I was humbled, and I was grateful. We felt loved and cared for by the God who asks us to do crazy things. A few verses rolled around in my head through this journey. We sat for 3 days with $11 to our name. As stressful as that was, God’s word says He will take care of us:
“Therefore I tell you, do not be anxious about your life, what you will eat or what you will drink, nor about your body, what you will put on. Is not life more than food, and the body more than clothing? … But seek first the kingdom of God and his righteousness, and all these things will be added to you.” (Matthew 6:25 & 32)
I can’t speak for all leaps of faith. I can only speak for mine. God has graciously and supernaturally cared for not only my emotions and feelings of inadequacy in motherhood and being a pastor’s wife, but for our family’s financial and spiritual needs.
Through this journey that He has called me to, I have had honest conversations with Him. Every emotion I have felt, I laid out in my prayers, knowing that this God who created me and knows me, can handle it. Through this journey I’ve had to assess my own feelings after spending a few seasons of feeling ignored, written off, and used for others’ gratification.

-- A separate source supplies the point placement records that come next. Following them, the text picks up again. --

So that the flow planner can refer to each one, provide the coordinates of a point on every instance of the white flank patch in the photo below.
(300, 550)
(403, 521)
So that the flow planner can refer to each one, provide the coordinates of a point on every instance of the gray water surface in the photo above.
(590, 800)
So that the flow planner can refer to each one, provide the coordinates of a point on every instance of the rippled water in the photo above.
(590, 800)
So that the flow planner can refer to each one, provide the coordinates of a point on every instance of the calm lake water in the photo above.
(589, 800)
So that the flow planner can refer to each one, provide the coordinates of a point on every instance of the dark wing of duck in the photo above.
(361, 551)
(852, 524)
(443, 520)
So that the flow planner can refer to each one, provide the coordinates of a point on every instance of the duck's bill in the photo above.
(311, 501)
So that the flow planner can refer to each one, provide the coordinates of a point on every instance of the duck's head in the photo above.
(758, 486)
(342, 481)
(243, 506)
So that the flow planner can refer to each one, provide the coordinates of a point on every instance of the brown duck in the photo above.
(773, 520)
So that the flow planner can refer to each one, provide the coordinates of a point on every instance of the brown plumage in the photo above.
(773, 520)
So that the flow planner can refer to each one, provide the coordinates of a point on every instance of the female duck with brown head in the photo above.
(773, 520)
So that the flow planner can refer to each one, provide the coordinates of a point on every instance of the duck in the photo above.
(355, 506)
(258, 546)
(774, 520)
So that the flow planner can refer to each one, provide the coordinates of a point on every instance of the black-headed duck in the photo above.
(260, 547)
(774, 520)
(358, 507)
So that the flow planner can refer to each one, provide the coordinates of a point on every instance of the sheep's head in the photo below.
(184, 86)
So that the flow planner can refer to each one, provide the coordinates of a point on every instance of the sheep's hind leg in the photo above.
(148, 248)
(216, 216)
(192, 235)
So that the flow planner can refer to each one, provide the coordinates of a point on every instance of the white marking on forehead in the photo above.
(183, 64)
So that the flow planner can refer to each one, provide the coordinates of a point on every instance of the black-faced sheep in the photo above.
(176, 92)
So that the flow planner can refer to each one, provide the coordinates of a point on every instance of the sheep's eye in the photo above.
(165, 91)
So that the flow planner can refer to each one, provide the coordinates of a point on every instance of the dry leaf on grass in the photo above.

I’m sure those seasons will come again. Currently, I feel humbled He would create me and build me and mold me into this new job position I have at the pregnancy center. I feel grateful that He would give us a true village up here in the Hudson valley, just like I imagined. And I am confident He will shepherd me through spiritual shifts and schedule shifts that will come.
As hard as all those decisions were to make, God made Himself known. He reminded me that He alone is the source for all satisfaction. He taught me that waiting usually means He has something really good down the road. And He’s helped me remember that I, too, am made for building His Kingdom.
So after all, Jesus loves me. “For we are his workmanship, created in Christ Jesus for good works, which God prepared beforehand, that we should walk in them.” (Ephesians 2:10)
“Therefore, my beloved, as you have always obeyed, so now, not only as in my presence but much more in my absence, work out your own salvation with fear and trembling, for it is God who works in you, both to will and to work for his good pleasure.” (Philippians 2:12-13)
When has God asked you to do hard things?